Abstract 8693: Knockout of p47 phox Attenuates Angiotensin II-induced Endothelial Dysfunction and Vessel Damage in Vivo

Abstract

Increased bioavailability and activity of angiotensin II (AngII) have been found to be associated with vascular oxidative stress derived from a Nox2 enzyme. The Nox2 has several regulatory subunits i.e. p40 phox , p47 phox , p67 phox and rac1. However, it is unclear about the role of p47 phox (a key regulatory subunit of Nox2 activation) in mediating AngII-induced vessel dysfunction. In this study, we examined the effect of p47 phox knockout (KO) on AngII-induced hypertension and aortic dissection using littermates of C57BL/6 wild-type (WT) and p47 phox KO mice (n=7) at the age of 10~12 months. In WT mice, AngII infusion (1.15mg/kg/day delivered by osmotic mini-pump for 14 days) increased significantly the systolic blood pressure (SBP) from 127 + 13 to 172 + 11 mmHg, and this was accompanied with significant indication of cardiac hypertrophy (heart/body weight ratio increased ~17.9 + 0.1%) as compared to vehicle infused controls (P < 0.05), and 3 out of 7 AngII-infused WT mice developed aortic dissection.
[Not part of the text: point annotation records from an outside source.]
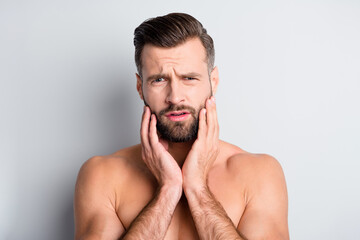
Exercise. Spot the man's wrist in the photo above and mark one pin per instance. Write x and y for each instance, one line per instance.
(171, 192)
(194, 186)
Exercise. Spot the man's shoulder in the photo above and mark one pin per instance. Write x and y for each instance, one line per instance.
(113, 166)
(241, 162)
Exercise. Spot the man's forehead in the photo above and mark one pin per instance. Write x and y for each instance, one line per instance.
(187, 56)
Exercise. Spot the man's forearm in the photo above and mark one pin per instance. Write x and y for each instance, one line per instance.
(210, 218)
(154, 220)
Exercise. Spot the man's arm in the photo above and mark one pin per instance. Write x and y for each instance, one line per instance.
(265, 215)
(210, 218)
(95, 214)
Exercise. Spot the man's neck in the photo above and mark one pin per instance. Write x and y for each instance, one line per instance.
(179, 151)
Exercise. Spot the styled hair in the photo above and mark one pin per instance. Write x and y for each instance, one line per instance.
(169, 31)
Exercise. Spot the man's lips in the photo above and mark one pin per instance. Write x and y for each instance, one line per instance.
(177, 115)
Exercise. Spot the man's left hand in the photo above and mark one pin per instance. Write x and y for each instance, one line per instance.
(205, 149)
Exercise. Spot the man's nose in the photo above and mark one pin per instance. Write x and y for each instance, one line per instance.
(175, 95)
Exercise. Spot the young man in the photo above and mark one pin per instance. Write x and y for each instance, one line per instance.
(181, 182)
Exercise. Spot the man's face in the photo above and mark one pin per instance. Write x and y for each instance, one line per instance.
(175, 85)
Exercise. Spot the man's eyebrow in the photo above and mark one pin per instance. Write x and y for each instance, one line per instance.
(157, 76)
(190, 74)
(167, 76)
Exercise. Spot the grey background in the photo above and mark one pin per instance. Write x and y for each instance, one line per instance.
(289, 73)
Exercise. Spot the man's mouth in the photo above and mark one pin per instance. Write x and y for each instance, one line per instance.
(177, 115)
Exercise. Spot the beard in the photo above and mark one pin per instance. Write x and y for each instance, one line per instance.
(182, 131)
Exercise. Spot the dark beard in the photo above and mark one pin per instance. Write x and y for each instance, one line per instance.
(178, 131)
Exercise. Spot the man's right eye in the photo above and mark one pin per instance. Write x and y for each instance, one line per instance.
(159, 80)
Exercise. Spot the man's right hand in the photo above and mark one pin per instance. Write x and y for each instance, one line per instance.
(160, 162)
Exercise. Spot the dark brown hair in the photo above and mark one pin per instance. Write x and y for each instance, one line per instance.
(169, 31)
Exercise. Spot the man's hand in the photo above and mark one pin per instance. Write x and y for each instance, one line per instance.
(156, 157)
(204, 150)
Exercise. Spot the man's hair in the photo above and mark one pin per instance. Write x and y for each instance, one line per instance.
(169, 31)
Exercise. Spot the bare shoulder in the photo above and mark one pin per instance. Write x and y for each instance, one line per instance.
(109, 168)
(265, 194)
(98, 193)
(251, 165)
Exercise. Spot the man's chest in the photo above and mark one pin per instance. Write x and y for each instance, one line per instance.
(141, 192)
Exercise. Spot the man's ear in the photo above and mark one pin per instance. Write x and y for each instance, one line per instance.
(214, 78)
(139, 86)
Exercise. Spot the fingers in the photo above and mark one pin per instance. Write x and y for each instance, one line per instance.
(154, 139)
(144, 130)
(211, 118)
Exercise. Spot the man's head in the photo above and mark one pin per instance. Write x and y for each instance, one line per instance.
(169, 31)
(175, 58)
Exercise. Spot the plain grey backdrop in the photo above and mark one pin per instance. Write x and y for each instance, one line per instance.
(289, 87)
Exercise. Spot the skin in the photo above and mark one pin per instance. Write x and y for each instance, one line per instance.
(201, 189)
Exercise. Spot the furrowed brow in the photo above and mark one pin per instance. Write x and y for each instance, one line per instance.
(156, 76)
(190, 74)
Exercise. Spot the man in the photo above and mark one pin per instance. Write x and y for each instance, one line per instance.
(181, 182)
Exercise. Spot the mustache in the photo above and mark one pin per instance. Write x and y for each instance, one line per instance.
(171, 108)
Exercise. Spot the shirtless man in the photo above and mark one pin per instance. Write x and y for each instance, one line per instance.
(181, 182)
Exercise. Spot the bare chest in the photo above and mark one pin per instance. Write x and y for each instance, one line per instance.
(182, 226)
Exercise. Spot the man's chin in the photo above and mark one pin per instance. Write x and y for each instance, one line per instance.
(178, 131)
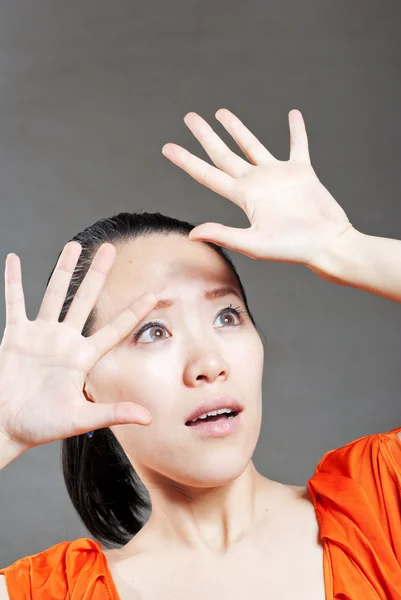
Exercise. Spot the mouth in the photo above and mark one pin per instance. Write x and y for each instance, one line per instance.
(216, 425)
(213, 419)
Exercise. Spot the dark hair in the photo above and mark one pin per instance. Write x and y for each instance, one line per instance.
(105, 490)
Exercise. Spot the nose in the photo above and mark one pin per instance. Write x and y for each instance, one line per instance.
(209, 367)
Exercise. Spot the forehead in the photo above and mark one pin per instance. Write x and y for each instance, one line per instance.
(167, 264)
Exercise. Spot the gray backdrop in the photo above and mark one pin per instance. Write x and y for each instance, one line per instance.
(90, 92)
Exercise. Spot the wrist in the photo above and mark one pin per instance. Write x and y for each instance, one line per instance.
(339, 259)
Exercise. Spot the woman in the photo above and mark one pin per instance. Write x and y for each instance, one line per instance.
(140, 333)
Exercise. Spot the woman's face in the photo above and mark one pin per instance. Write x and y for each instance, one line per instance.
(193, 355)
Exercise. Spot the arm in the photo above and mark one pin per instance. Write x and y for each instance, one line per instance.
(363, 261)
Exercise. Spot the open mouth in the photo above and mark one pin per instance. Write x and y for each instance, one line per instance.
(222, 417)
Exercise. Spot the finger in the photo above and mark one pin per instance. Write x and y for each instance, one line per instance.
(219, 152)
(201, 171)
(97, 416)
(89, 290)
(299, 149)
(56, 290)
(249, 144)
(14, 293)
(108, 336)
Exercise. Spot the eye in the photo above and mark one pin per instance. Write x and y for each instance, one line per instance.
(159, 327)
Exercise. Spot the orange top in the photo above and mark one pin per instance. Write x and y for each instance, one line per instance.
(356, 490)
However, in p47 phox KO mice, AngII infusion caused a mild increase in SBP (from 119 + 9 to 149 + 10 mmHg, P<0.05) without significant increase in heart/body weight ratio, and there was no aortic dissection in AngII-infused KO mice. Aorta organ bath showed that AngII-infusion reduced significantly the endothelium-dependent vessel relaxation to acetylcholine in WT mice (Emax from 82.10 + 8.73% to 54.37 + 6.91%, P < 0.05), which can be returned to the control level by adding a superoxide scavenger, tiron. However, AngII had no significant effect on endothelium-dependent vessel relaxation to acetylcholine in the p47 phox KO mice (Emax from 73.08 + 1.15% to 65.73 + 5.35%). In conclusion, p47 phox plays a critical role in mediating AngII-induced endothelial dysfunction, hypertension and aortic dissection. Knockout or inhibiting p47 phox may protect vessels from these AngII-induced vascular disorders.